You can use vRealize Suite Lifecycle Manager to enable multi-tenancy on premises on VMware Identity Manager 3.3.7 with vReallize Automation 8.x.

For vReallize Automation 8.x, multi-tenancy is enabled by default with tenant-in-host-name mode, as opposed to tenant-in-path mode.

With tenant-in-host-name mode, you must use a URL of the tenant's fully qualified domain name (FQDN) to access tenants. A load balancer URL or the VMware Identity Manager URL will not work. For example:

  • URL before multi-tenancy is enabled: https://load-balancer.vmwareidentity.com/SAAS/t/tenant1
  • URL after multi-tenancy is enabled: https://tenant1.vmwareidentity.com

Be prepared to re-register existing vRealize products after you enable multi-tenancy on the load-balanced VMware Identity Manager deployment.

The following figure illustrates valid URLs and invalid URLs. The figure also provides examples of load balancer and DNS configurations.

Figure 1. Example Tenant-In-Host Name Multi-Tenancy Deployment
VMware Identity Manager with VMware vRealize Automation using tenant-in-host name multi-tenancy

Prerequisites

Create the appropriate DNS entries:

Single Node or Clustered Action
For a single node VMware Identity Manager deployment Create DNS entries to resolve the fully qualified domain name for each tenant to the VMware Identity Manager IP address.
For a clustered VMware Identity Manager deployment Create DNS entries to resolve the fully qualified domain name for each tenant to the load balancer IP address.

Procedure

  • Use vRealize Suite Lifecycle Manager to enable multi-tenancy.

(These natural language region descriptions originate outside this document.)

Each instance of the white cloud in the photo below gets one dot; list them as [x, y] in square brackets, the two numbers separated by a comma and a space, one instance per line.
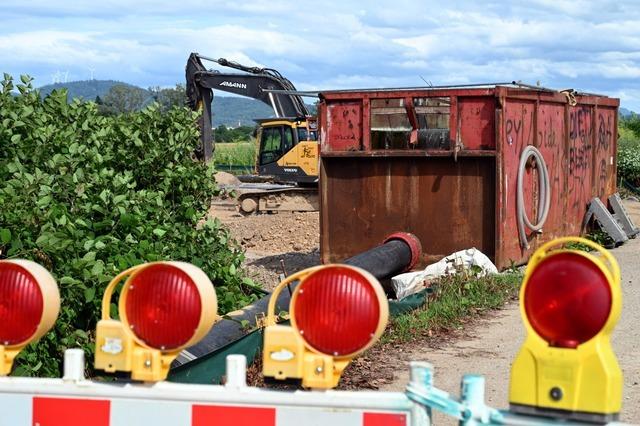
[335, 44]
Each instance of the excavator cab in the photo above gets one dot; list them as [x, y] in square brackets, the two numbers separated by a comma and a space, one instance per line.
[288, 149]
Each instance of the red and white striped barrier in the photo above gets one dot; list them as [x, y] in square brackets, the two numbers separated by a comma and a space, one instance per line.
[74, 401]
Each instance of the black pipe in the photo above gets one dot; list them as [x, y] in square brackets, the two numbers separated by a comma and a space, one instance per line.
[399, 252]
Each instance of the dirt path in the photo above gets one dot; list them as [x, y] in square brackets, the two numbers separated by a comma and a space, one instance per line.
[491, 344]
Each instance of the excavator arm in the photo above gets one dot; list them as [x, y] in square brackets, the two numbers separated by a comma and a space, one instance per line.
[253, 82]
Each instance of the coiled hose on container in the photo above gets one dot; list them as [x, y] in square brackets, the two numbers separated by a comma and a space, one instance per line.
[543, 201]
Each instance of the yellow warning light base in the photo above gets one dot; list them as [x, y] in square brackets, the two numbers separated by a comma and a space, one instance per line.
[582, 383]
[119, 349]
[50, 311]
[7, 356]
[287, 356]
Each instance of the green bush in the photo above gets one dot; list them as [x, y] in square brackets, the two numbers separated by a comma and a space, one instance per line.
[629, 151]
[87, 196]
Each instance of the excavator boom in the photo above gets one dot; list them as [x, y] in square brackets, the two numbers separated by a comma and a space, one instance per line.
[253, 82]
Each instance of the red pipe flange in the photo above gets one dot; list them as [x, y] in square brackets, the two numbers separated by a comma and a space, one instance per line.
[414, 244]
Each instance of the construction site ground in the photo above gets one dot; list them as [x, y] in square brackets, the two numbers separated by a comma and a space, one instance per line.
[485, 345]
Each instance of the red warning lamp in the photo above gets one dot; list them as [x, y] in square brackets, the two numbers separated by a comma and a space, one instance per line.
[337, 312]
[29, 306]
[163, 308]
[568, 299]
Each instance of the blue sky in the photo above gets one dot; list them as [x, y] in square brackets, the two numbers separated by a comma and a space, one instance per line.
[588, 45]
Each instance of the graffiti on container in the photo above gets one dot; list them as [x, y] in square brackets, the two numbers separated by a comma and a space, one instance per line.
[548, 135]
[604, 132]
[514, 130]
[579, 158]
[580, 124]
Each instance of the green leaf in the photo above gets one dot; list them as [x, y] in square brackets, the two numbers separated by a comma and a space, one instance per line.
[98, 268]
[89, 256]
[5, 235]
[89, 294]
[159, 232]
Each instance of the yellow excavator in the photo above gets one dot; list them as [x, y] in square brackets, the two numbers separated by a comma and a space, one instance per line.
[287, 143]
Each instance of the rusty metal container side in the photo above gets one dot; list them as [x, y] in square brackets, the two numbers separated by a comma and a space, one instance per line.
[366, 198]
[578, 144]
[448, 170]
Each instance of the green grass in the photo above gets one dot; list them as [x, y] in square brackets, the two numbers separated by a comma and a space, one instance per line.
[455, 298]
[235, 154]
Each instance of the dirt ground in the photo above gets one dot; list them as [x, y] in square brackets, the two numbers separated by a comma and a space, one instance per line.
[274, 241]
[486, 345]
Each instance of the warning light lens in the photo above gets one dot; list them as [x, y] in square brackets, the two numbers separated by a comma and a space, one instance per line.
[163, 306]
[567, 299]
[21, 304]
[336, 311]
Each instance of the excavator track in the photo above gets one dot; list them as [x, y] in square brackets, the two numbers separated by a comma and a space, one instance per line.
[256, 198]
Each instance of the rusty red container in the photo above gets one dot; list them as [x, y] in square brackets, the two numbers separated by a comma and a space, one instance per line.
[442, 163]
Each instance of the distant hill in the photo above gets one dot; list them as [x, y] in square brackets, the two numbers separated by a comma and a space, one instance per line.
[626, 113]
[230, 111]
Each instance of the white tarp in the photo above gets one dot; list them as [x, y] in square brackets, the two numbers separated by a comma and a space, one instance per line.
[412, 282]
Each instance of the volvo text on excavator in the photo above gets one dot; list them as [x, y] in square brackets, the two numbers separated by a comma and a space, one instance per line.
[287, 143]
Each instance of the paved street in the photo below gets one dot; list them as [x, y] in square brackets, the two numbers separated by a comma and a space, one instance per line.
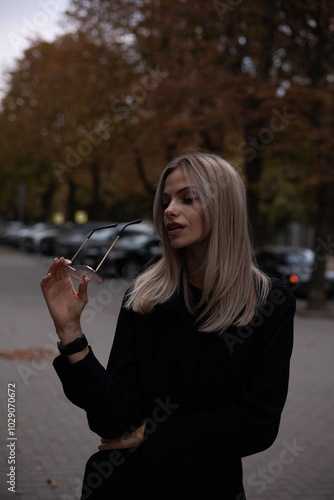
[53, 439]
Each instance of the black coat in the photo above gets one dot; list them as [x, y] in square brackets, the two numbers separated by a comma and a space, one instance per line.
[208, 400]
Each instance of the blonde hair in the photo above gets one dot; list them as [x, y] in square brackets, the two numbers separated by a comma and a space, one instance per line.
[233, 285]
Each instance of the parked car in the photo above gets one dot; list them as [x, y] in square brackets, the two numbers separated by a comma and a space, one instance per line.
[46, 240]
[72, 237]
[10, 232]
[294, 266]
[29, 237]
[136, 247]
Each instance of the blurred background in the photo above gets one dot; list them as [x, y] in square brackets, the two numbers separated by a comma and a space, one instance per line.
[99, 95]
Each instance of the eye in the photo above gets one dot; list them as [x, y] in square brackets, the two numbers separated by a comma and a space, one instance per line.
[164, 205]
[190, 200]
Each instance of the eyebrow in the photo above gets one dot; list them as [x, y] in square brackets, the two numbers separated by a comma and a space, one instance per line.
[179, 191]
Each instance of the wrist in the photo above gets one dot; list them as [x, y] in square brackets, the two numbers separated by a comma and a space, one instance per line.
[69, 333]
[77, 345]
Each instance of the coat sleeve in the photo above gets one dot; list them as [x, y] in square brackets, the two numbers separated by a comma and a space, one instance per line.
[194, 442]
[110, 398]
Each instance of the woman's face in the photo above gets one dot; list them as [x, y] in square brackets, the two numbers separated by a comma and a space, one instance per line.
[183, 211]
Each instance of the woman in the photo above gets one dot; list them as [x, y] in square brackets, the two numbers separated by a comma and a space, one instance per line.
[198, 372]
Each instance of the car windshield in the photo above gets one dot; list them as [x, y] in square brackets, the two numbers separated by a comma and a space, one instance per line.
[298, 257]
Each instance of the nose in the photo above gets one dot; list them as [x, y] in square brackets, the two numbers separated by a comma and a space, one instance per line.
[172, 208]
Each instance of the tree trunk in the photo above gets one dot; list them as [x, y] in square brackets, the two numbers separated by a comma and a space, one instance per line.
[323, 246]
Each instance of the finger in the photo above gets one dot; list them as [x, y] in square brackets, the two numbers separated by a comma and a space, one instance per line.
[59, 269]
[45, 281]
[82, 291]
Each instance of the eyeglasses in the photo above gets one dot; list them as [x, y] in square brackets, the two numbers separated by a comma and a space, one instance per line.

    See information about creating tenants in the vRealize Suite Lifecycle Installation, Upgrade, and Management Guide.

    Important: Adhere to the following guidelines when you enable multi-tenancy.
    • When configuring SSL certificates, the best practice is to use a wildcard Subject Alternative Name (SAN) certificate, preferably signed by a public Certificate Authority (CA). However, you can also use a self-signed certificate with a wildcard SAN.

      Ensure that the certificate includes fully qualified domain names as SANs for the load balancer, nodes, and default-tennat alias.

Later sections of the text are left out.